THE sixth Republican debate took place the night of  Thursday, Jan. 14 in North Charleston, South Carolina, with seven hopeful candidates in the primetime mix: frontrunner Donald Trump, Dr. Ben Carson, Sen. Marco Rubio (R-Fla), former Florida governor Jeb Bush, Texas Sen. Ted Cruz, Ohio governor John Kasich, and New Jersey governor Chris Christie.

Carly Fiorina, Mike Huckabee, and Rick Santorum met earlier that evening for the undercard debate, which Rand Paul boycotted, said USA Today. Both debates aired Thursday night on FOX.

During the two-hour slot, the candidates passionately discussed economic and foreign policy, job growth, immigration, and gun control, among other topics, and criticized President Obama’s policies including his final State of the Union address.

“Tuesday night, I watched story time with Barack Obama,” Gov. Christie said, adding that the president sugar-coated current events and ignored crises around the world. As president, Christie promised to improve relations with international allies, while confronting adversaries, and would take military action “when it was absolutely necessary” to protect American interests.

Carson, joking about “waking up” for a question, said that Obama does not understand the very real threats facing the US.

“Our country’s a mess,” added Donald Trump, the last candidate to get a question. He defended his opposition to Syrian refugees and his proposal to temporarily ban Muslims from entering the US, citing a risk of terrorist presence within American soil.

“We have to stop with political correctness,” Trump said, insisting that he would not change his mind on the issue.

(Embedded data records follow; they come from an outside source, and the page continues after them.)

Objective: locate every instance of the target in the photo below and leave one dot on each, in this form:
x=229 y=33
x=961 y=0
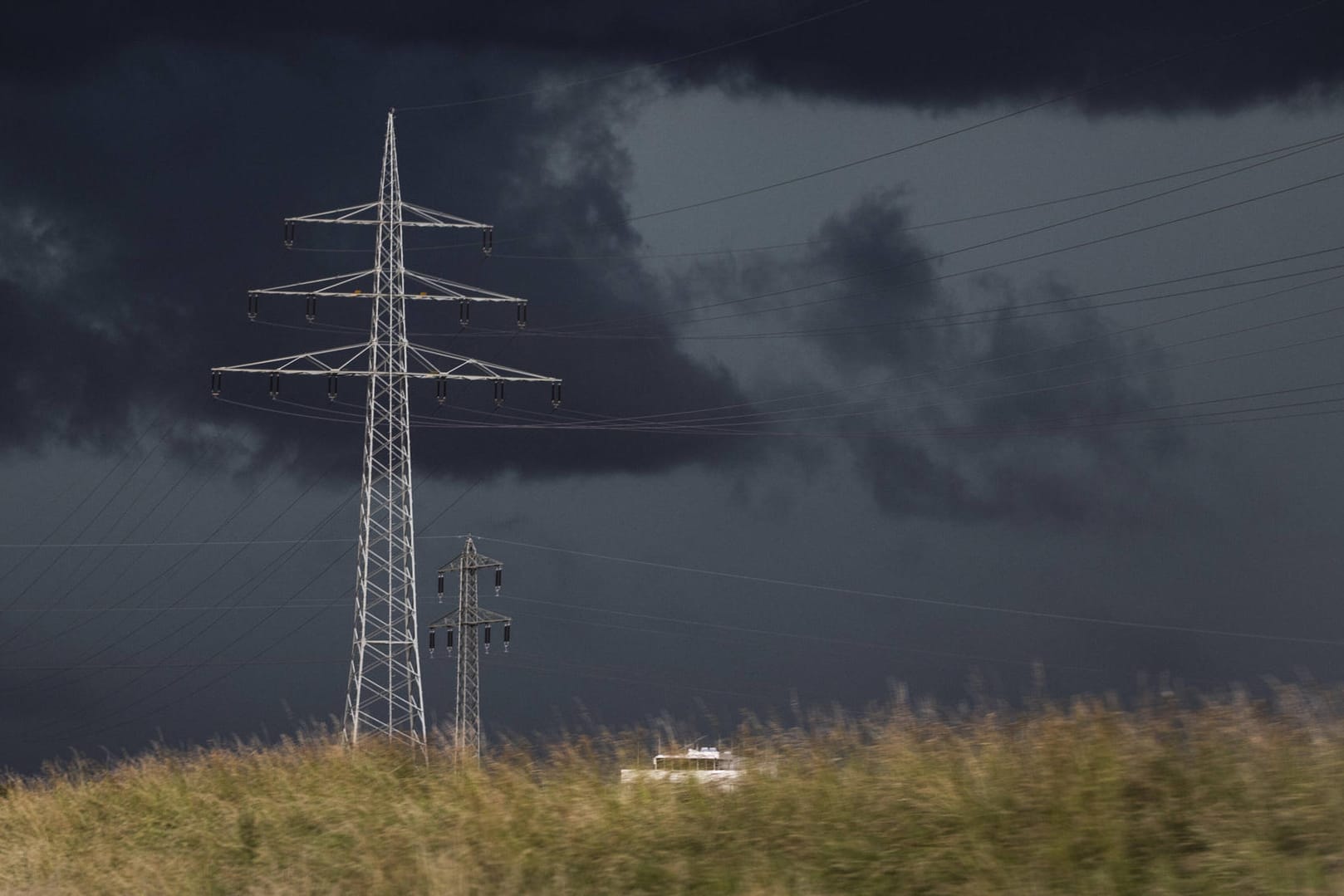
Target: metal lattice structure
x=385 y=695
x=467 y=624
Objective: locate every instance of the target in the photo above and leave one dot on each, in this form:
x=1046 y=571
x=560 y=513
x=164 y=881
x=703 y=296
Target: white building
x=707 y=766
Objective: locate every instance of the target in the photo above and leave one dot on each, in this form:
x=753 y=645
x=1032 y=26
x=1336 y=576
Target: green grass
x=1224 y=798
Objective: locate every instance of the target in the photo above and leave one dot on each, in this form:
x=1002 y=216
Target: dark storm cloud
x=974 y=422
x=944 y=54
x=176 y=200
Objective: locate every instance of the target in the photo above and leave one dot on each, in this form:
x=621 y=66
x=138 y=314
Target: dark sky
x=1041 y=365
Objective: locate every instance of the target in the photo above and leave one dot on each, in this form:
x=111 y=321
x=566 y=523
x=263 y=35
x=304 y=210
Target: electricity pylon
x=467 y=621
x=383 y=693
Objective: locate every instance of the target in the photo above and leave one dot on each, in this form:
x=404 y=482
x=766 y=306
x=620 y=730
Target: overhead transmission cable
x=625 y=321
x=934 y=602
x=984 y=123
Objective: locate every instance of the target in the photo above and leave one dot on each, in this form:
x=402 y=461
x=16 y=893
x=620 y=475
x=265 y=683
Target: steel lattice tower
x=383 y=693
x=467 y=621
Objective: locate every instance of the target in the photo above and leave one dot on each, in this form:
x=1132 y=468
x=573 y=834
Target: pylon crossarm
x=320 y=286
x=474 y=615
x=459 y=291
x=473 y=562
x=446 y=365
x=352 y=360
x=367 y=214
x=430 y=218
x=334 y=360
x=347 y=215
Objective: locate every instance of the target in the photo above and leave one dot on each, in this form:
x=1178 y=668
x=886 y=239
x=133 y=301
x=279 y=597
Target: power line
x=1059 y=98
x=633 y=319
x=934 y=602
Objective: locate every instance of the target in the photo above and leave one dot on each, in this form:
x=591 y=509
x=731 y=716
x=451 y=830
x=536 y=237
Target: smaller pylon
x=465 y=624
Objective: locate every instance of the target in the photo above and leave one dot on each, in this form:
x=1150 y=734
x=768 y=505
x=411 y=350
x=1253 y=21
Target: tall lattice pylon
x=465 y=622
x=383 y=695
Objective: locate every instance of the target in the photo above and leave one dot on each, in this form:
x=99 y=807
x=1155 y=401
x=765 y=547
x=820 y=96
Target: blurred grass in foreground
x=1231 y=796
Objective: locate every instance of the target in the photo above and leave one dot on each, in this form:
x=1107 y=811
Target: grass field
x=1229 y=797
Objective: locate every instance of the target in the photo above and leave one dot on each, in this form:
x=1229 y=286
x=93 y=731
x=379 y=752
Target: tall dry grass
x=1230 y=797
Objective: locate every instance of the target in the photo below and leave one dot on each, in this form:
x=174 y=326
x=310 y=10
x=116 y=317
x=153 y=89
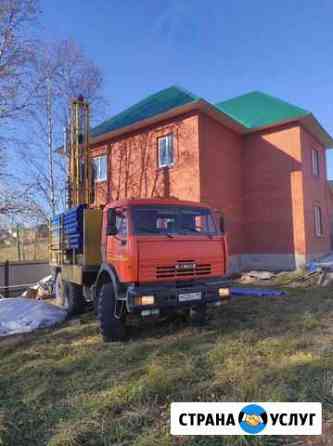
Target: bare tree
x=16 y=55
x=61 y=72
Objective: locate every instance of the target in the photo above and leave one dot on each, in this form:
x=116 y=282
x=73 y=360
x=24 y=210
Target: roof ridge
x=262 y=93
x=140 y=105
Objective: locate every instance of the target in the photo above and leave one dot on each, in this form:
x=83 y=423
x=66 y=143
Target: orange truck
x=144 y=257
x=135 y=257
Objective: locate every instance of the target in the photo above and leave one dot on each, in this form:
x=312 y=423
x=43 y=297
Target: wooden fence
x=15 y=277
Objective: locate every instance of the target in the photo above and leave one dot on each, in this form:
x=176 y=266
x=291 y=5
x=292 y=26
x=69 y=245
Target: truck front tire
x=112 y=326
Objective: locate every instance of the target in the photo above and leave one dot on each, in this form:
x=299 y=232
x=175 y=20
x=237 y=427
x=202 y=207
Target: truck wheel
x=112 y=328
x=199 y=315
x=73 y=299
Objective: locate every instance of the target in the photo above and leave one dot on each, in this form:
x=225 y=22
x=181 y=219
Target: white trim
x=97 y=163
x=169 y=145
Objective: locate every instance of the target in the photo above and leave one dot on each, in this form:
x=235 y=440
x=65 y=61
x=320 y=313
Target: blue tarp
x=258 y=292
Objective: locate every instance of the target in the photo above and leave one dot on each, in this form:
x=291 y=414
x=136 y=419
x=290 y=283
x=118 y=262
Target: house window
x=315 y=162
x=165 y=151
x=100 y=168
x=318 y=221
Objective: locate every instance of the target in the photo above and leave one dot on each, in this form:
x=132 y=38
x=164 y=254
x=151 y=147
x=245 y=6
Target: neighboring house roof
x=153 y=105
x=255 y=109
x=245 y=114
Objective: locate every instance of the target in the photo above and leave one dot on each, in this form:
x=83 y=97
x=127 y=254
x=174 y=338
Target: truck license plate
x=189 y=296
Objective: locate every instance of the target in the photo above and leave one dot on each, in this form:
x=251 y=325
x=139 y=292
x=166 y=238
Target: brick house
x=259 y=160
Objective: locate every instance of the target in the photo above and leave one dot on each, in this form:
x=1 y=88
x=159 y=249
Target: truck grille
x=187 y=268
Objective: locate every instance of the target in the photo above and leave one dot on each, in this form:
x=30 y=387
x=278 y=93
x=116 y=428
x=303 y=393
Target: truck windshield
x=173 y=220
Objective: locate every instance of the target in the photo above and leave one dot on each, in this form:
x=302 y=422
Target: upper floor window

Trump remained unapologetic, expressing his anger toward South Carolina’s Republican governor Nikki Haley for her response to the State of the Union, in which she urged members of her own party to resist the temptation to follow “the siren call of the angriest voices,” including Trump, CBS News reported.

“When Nikki said it, I wasn’t offended,” Trump said. “Our military is a disaster. Our health care is a horror show…we have no borders…yes, I am angry.”

When asked about gun control, all of the candidates were passionate and equipped with ideas,

Bush said proposed expansions of background checks are “redundant,” and that the current laws should be competently enforced. He also argued that the government should do more on mental health and strengthening policies on who can purchase guns.

Trump agreed, declaring himself a defender of the Second Amendment. “The guns don’t pull the trigger,” he said. “It’s the people that pull the trigger.”

“The Second Amendment is not always an option,” Rubio retorted. “[Obama’s] executive orders would not have prevented the recent mass shootings.”

The candidates were also asked about the popularity of “Democratic socialist” Bernie Sanders, who is going head-to-head for the Democratic nomination.

“Relax,” Kasich said, “I know Bernie and I promise you he will never be president of the United States.”

All of the candidates ganged up on Democrat candidate and former Secretary of State, Hillary Clinton.

“If I’m the nominee, she won’t get within 10 miles of the White House,” said Christie. “If you are going to leave this to Hillary Clinton, the person who gave us this foreign policy, the architect of it…Hillary Clinton cannot be president, it will lead to even greater war in this world.”

Agreed Jeb Bush, “In her first 100 days…she might be going back and forth between the White House and the court house. We need to stop that.”

“Clinton cannot handle sensitive intelligence information,” said Rubio. “She is disqualified from being Commander in Chief of the United States.”

“Everybody on this stage is better than Hillary Clinton,” Bush added, according to TIME.

Clinton had some words of her own for the GOP candidates, live-tweeting during the debate: “Here’s the truth: You can’t make America greater by insulting, shaming, and demonizing the people of America.”

The event became a spectacle with a sudden clash between Trump and Ted Cruz, who are battling for first place in Iowa before the crucial state’s upcoming caucuses. Cruz responded forcefully to Trump’s accusations that he isn’t constitutionally eligible to be president because Cruz was born in Canada.

“Back in September, my friend Donald said he had his lawyers look at this in every which way. There was nothing to this birther issue,” Cruz said. “Since September, the Constitution hasn’t changed. But the poll numbers have. And I recognize that Donald is dismayed that his poll numbers are falling.”

“On the issue of citizenship, Donald, I’m not going to use your mother’s birth against you,” Cruz said, to which Trump fired back, “Because it wouldn’t work.”

Cruz also criticized Trump for embodying “New York values,” saying that New Yorkers tend to hold socially liberal views, and then turned around a Trump attack on him, reported ABC News. “Not a lot of conservatives come out of Manhattan,” Cruz said, an apparent reference to Trump telling crowds that “not too many evangelicals come out of Cuba.”

Trump’s retort was somber, citing New York’s response to the 9/11 attacks and telling his rival: “That was a very insulting statement that Ted made.”

Marco Rubio, once an ally, also went head-to-head with Cruz for “flip-flopping” on immigration policy, trade legislation, birthright citizenship rules, and even military spending. “That is not consistent conservatism, that is political calculation,” Rubio said.

“I appreciate you dumping your [opposition] research on the debate stage,” he said according to Washington Post, as the crowd in North Charleston booed. “At least half the things Marco said were false.”

Towards the end of the debate, mild-mannered Ben Carson called for ceasefire.

“We have to stop this because, you know, if we manage to damage ourselves and we lose the next election and a progressive gets in there and they get two or three Supreme Court picks, this nation is over as we know it,” he said.

During the closing statements, each of the candidates boasted of their experience and values, and promised greatness for America.

The primetime debate, moderated by Neil Cavuto and Maria Bartiromo, was just 18 days away from the Feb. 1 Iowa caucuses.